Co-parenting in Connecticut after divorce: It is possible

When a relationship breaks down, and two parents decide to get divorced, it can be devastating for the children involved. The younger the children are, the greater the impact will be, according to Medical News Today. Two studies were recently conducted on the effects of divorce and how it influenced the relationships between parents and their children.

Two groups of participants were asked to complete a survey about their relationship with their divorced parents. The surveys revealed that most children from broken marriages did not have secure relationships with their parents, affecting their trust in those parents.
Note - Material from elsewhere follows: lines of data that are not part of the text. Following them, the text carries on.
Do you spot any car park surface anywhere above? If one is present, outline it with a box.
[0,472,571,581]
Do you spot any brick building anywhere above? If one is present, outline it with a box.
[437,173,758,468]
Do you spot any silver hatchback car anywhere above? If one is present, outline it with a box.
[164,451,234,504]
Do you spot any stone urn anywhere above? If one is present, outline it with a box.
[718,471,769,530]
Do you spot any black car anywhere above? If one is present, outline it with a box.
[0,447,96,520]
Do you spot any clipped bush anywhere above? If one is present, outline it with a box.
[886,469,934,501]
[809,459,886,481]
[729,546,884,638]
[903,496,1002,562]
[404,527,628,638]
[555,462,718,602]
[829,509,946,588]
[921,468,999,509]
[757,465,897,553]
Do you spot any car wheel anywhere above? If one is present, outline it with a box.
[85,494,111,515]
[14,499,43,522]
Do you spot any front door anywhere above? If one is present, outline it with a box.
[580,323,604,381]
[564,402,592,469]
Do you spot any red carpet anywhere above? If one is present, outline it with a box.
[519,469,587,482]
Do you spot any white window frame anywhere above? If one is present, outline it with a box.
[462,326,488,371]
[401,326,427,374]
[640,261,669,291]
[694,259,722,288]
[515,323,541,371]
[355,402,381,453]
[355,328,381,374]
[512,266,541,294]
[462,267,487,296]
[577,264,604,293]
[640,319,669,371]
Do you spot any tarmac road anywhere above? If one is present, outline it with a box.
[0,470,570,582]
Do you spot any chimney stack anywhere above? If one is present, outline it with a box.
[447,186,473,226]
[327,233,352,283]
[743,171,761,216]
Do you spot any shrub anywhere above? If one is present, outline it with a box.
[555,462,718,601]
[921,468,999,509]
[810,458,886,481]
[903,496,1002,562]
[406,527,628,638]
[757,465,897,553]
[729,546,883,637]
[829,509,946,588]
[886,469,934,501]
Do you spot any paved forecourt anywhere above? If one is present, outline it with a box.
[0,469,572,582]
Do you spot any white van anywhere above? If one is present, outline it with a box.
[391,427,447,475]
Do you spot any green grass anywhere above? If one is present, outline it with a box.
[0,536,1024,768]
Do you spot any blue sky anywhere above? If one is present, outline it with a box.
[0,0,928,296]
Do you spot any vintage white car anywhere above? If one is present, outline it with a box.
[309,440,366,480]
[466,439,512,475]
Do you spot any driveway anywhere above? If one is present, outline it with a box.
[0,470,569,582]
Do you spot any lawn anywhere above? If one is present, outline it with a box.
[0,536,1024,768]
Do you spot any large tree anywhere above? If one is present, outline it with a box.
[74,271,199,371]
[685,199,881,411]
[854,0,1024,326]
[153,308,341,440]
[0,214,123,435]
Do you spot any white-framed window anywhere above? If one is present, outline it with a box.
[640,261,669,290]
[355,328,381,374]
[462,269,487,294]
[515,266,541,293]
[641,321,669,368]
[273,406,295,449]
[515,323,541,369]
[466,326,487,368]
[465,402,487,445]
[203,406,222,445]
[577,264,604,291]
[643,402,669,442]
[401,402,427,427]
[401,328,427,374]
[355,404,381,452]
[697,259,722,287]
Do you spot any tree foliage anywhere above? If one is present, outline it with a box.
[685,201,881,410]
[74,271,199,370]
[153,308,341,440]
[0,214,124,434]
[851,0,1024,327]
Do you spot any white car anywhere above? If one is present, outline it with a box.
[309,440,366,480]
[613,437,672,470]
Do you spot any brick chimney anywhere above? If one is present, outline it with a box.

Furthermore, if the child lived with only one parent, they often did not have a strong relationship with the other, non-custodial parent. These studies indicate that it is important for children to have both parents in their lives and for the parents, this means learning how to co-parent.

Letting go of the past

For couples who are no longer together, there are often hurt feelings and unresolved, lingering issues. Unfortunately, some parents inadvertently use their children as weapons, fighting over child custody, support and even visitation or parenting time. However, parents should realize that their number one priority should be the welfare of their children and that regardless of what the other parent has said or done, these disagreements should take a back seat to the needs of the children.

Unless a parent is abusive or negligent, it is in the best interest of the child to have quality time with both parents. Helpguide.org recommends that parents treat the upbringing of their children as a business partnership. This can help parents put past issues behind them, and instead, focus on building deep and meaningful relationships with their children. It will also enable parents to come together for important events in their children's lives.

The parenting plan

In Connecticut, parents are required to submit a parental responsibility plan if there is any dispute over the child, according to the Connecticut Judicial Branch. However, setting up a parenting plan is a good idea for parents who have amicably separated, as it sets up rules and protocols. The parenting plan should include:

  • How parents will communicate with each other.
  • The child's schedule, designating when the child will be with either parent, including holidays, family events and vacations.
  • How conflicts between parents will be resolved, without involving the child.
  • How the parenting plan will change as the child grows older.
  • Which parent will make decisions relating to medical care, education and religion for the child.
  • How extracurricular activities, medical needs and other unexpected expenses will be covered.

The parenting plan should also include house rules that the child will abide by, regardless of which parent they are with. These rules can include specific chores, bedtime, homework, TV watching, computer usage, spending time with friends and so forth, depending on the child's age.

By keeping the child's best interests as the focal point, divorced parents can learn how to co-parent successfully together. Seeking the advice of an experienced attorney is also a good idea to ensure that the plan is thorough and to prevent conflicts from rising later on.